17 - {PAST STILL HAUNTS}

5.7K 1.5K 493
                                    

Belakangan ini aku sering banget ngulur-ngulur kerjaan. Kewajibanku makin numpuk, tapi aku malas ngerjainnya. Sebagai gantinya, aku nulis. Jangan ditiru, ya. Ujung-ujungnya ntar ribet di belakang.  Do your shit, and get it done fast!

Anw, part yg ini lebih panjang dari yg lain. Soalnya aku suka nantangin kewajibanku yang terus-terusan bikin kepikiran. Aneh, ya?

Yaudah deh, enjoy ...

***

"Ceritakan lebih banyak tentang orang-orang di kantor barumu ini."

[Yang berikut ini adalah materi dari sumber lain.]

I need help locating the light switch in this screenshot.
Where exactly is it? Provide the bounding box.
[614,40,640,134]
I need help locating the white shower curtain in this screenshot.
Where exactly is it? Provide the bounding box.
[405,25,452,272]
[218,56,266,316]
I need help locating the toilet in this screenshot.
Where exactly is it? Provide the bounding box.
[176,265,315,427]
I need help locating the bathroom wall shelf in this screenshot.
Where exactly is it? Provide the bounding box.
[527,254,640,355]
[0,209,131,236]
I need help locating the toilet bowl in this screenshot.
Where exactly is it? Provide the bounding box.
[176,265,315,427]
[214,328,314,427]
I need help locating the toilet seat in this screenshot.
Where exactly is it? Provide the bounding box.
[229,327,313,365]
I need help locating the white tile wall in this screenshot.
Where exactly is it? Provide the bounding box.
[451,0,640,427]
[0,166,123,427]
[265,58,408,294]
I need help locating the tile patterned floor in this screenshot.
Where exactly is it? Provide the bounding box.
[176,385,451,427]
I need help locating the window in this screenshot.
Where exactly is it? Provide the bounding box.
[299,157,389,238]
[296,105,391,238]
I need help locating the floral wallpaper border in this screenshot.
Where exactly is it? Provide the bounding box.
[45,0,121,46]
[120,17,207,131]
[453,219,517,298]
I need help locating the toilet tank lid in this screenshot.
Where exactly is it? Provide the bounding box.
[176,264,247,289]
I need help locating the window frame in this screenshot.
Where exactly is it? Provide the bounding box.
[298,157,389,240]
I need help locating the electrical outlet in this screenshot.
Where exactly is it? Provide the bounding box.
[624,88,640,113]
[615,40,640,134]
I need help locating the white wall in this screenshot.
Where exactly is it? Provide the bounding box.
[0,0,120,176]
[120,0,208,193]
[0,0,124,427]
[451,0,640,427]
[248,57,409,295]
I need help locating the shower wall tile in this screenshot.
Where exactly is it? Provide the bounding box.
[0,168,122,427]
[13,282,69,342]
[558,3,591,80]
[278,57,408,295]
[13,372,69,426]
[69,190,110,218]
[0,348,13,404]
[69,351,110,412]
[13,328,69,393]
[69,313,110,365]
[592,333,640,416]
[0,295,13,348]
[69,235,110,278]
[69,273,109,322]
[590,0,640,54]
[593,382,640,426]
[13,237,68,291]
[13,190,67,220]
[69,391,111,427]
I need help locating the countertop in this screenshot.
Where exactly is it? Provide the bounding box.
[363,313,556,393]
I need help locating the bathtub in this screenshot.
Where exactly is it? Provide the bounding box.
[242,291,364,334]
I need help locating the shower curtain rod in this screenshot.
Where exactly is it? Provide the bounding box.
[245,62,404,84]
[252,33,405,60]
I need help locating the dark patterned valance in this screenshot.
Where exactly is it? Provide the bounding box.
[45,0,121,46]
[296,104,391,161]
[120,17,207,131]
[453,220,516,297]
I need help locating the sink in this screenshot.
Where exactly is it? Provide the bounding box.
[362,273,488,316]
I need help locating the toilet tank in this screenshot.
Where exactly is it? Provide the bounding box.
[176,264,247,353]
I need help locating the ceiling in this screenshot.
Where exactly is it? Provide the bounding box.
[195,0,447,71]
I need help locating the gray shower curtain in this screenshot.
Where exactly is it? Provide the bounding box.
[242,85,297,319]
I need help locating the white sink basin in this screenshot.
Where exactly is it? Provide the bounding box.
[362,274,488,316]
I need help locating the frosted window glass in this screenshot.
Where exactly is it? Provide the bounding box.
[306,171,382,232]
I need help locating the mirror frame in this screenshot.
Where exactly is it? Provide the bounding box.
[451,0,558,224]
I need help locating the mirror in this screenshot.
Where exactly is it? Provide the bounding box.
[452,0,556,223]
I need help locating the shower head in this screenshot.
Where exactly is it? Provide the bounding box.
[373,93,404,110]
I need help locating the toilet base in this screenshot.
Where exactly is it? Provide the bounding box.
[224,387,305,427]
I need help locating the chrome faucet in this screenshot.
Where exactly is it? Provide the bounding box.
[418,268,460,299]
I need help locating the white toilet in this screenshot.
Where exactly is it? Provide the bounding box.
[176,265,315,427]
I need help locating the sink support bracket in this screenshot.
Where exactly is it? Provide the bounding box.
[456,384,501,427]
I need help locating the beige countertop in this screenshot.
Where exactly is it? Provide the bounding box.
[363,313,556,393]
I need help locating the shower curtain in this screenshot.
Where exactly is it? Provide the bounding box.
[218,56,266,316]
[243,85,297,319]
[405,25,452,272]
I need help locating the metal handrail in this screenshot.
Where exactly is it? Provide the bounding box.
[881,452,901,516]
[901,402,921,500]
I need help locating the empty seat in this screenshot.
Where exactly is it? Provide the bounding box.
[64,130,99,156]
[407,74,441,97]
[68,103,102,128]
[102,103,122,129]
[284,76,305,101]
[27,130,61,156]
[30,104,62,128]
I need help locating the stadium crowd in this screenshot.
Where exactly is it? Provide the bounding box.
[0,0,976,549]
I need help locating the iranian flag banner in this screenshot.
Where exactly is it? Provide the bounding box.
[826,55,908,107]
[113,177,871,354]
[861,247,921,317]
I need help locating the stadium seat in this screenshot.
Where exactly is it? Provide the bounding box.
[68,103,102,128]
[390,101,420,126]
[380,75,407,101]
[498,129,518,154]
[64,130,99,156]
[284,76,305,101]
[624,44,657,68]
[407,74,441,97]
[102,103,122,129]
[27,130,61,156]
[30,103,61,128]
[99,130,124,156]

Permintaan Mbak Elsa kupikirkan dengan sungguh-sungguh di pertemuan berikutnya. Sejak aku menyebutkan telah diterima bekerja di perusahaan baru yang bidangnya nggak relevan dengan pekerjaanku selama ini, Mbak Elsa nampak tertarik. Dia terus menanyakan hubunganku dengan rekan-rekan kerjaku yang lain.

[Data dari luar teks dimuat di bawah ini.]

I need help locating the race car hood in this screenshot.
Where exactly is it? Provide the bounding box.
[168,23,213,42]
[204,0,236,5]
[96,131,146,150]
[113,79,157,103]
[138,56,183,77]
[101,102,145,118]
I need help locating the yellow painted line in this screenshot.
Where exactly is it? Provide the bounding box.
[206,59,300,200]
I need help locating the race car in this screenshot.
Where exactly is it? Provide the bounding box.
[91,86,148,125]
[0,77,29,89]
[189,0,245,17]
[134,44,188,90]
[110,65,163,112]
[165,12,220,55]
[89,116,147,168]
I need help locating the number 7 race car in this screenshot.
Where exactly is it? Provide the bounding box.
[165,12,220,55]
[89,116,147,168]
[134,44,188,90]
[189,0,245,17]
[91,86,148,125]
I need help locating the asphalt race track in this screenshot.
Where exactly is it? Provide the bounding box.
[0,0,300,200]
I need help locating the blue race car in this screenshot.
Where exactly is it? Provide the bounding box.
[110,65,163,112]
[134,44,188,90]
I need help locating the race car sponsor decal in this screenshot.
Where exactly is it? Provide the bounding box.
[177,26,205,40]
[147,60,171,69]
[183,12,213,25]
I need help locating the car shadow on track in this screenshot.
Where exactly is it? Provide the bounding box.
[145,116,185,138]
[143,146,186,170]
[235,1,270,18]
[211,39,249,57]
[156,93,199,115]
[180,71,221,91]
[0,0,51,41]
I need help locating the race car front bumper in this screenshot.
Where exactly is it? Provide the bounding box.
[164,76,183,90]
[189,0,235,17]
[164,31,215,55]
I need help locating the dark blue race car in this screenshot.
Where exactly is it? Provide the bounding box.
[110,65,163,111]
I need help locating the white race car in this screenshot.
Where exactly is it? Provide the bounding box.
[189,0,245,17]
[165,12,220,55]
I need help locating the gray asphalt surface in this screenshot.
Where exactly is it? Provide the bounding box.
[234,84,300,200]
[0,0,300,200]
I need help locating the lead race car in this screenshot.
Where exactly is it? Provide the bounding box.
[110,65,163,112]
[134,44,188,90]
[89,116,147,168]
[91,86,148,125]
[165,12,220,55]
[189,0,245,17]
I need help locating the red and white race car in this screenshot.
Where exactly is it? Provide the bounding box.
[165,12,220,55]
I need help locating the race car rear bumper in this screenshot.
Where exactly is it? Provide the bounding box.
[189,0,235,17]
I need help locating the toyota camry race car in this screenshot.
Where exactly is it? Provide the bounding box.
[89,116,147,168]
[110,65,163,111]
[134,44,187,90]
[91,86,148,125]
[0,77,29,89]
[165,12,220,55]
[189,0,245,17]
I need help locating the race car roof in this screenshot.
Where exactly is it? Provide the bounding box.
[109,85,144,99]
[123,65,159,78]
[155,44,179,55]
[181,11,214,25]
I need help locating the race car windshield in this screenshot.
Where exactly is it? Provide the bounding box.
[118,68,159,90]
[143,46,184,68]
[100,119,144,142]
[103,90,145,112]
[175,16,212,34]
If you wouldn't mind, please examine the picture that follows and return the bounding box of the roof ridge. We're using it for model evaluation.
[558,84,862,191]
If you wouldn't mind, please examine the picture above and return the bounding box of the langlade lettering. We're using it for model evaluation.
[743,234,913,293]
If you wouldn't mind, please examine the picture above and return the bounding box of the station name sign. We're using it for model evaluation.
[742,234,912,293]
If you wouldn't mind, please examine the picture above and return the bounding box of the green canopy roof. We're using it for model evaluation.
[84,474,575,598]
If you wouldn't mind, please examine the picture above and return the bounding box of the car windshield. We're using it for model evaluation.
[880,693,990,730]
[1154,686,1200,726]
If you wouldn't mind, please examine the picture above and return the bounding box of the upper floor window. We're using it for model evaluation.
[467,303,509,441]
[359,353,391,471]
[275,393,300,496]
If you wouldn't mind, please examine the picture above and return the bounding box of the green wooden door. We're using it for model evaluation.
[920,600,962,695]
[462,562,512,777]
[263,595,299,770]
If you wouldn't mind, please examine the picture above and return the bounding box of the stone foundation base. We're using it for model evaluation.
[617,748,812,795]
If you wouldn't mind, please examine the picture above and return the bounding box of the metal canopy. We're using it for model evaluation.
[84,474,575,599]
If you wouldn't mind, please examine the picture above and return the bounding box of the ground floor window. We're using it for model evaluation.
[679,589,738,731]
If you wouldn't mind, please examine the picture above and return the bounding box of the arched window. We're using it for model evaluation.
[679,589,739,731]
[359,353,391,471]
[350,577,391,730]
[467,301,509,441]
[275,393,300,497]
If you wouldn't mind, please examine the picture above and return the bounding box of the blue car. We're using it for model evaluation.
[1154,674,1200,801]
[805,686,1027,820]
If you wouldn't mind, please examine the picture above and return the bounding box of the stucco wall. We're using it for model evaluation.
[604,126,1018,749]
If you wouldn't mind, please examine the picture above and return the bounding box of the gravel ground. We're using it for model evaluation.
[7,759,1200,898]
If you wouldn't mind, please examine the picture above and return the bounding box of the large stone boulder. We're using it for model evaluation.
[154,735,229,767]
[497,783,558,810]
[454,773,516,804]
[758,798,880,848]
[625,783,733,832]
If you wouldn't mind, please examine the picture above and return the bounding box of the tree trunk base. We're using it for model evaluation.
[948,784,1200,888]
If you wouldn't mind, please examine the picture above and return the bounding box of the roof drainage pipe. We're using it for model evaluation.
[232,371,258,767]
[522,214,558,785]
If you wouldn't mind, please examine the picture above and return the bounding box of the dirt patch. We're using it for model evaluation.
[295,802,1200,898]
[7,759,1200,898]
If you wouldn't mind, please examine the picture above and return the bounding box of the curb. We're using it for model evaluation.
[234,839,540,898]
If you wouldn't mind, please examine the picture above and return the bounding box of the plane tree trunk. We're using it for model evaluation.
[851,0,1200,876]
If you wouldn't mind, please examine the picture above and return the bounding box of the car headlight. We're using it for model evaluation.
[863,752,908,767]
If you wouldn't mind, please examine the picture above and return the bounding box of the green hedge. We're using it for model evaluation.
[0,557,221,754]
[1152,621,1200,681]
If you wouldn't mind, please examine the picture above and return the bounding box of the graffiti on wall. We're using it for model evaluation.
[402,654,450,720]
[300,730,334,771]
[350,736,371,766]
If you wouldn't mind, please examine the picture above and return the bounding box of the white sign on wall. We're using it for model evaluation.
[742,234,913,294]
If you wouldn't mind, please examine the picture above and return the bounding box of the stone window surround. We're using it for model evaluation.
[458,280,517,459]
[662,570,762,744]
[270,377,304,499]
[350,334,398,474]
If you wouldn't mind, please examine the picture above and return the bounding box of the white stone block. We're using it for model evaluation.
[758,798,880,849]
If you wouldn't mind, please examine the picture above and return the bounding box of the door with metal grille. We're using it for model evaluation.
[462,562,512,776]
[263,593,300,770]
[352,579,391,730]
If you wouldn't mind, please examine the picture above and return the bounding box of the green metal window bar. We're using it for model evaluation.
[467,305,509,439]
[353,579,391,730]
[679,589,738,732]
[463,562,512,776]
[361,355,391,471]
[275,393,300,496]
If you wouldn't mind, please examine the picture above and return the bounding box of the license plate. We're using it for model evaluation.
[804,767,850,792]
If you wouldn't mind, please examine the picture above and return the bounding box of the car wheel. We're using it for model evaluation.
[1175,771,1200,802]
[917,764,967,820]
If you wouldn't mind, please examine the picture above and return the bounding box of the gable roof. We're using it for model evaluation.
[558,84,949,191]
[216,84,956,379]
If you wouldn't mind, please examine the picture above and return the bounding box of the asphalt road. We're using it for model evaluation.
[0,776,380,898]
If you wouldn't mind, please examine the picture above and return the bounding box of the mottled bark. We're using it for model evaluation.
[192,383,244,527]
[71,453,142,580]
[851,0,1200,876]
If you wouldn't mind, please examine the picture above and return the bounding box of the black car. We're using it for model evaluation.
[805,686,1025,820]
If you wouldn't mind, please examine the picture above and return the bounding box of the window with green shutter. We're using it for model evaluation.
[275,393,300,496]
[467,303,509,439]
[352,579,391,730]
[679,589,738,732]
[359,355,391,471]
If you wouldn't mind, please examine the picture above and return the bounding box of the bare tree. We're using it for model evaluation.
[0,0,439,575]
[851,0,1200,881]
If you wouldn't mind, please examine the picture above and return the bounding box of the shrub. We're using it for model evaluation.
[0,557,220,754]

"Saya belum terlalu dekat dengan Ci Pan. Selain karena jam kerjanya paling fleksibel di antara yang lain, saya nggak punya banyak kesempatan untuk terlibat secara langsung dengan dia," ujarku memulai. "Lalu Mamet, hmm ..." Di kepalaku langsung terbayang reaksi Mamet ketika tahu aku dan Ko Barra nggak menjalin hubungan seperti yang dia kira. "Mamet adalah rekan kerja terbaik yang pernah saya miliki. Bisa diandalkan dan setia kawan. Kesan itu yang paling melekat kuat sejauh ini. Kemudian ada Ko Barra ..." Senyumku terbit begitu saja.

"Dia bosmu, 'kan?"

Aku menganggukkan kepala. "Bagi saya, dia penyelamat. Ko Barra memberi saya kesempatan untuk hidup sekali lagi. Cara dia memperlakukan saya membuat saya merasa seolah-olah ... saya istimewa. Bukan hanya sebagai wanita, tapi juga sebagai manusia. Saya belum pernah bertemu orang seperti dia."

"Ketika kamu bilang istimewa, apa tepatnya yang dia lakukan?"

"Di minggu pertama saya bekerja, dia memberi saya tugas yang mustahil dilakukan anak baru tanpa bimbingan. Mamet menjelaskan sedikit-sedikit lalu sisanya saya pelajari sendiri. Saya sempat tertekan dan menangis di toilet gara-gara tugas itu, tapi anehnya ... nggak sekalipun saya menyalahkan Ko Barra. Saya bekerja amat keras hari itu demi membantunya. Dia udah cukup kesulitan mengurus perusahaan sendirian sebelum saya bergabung."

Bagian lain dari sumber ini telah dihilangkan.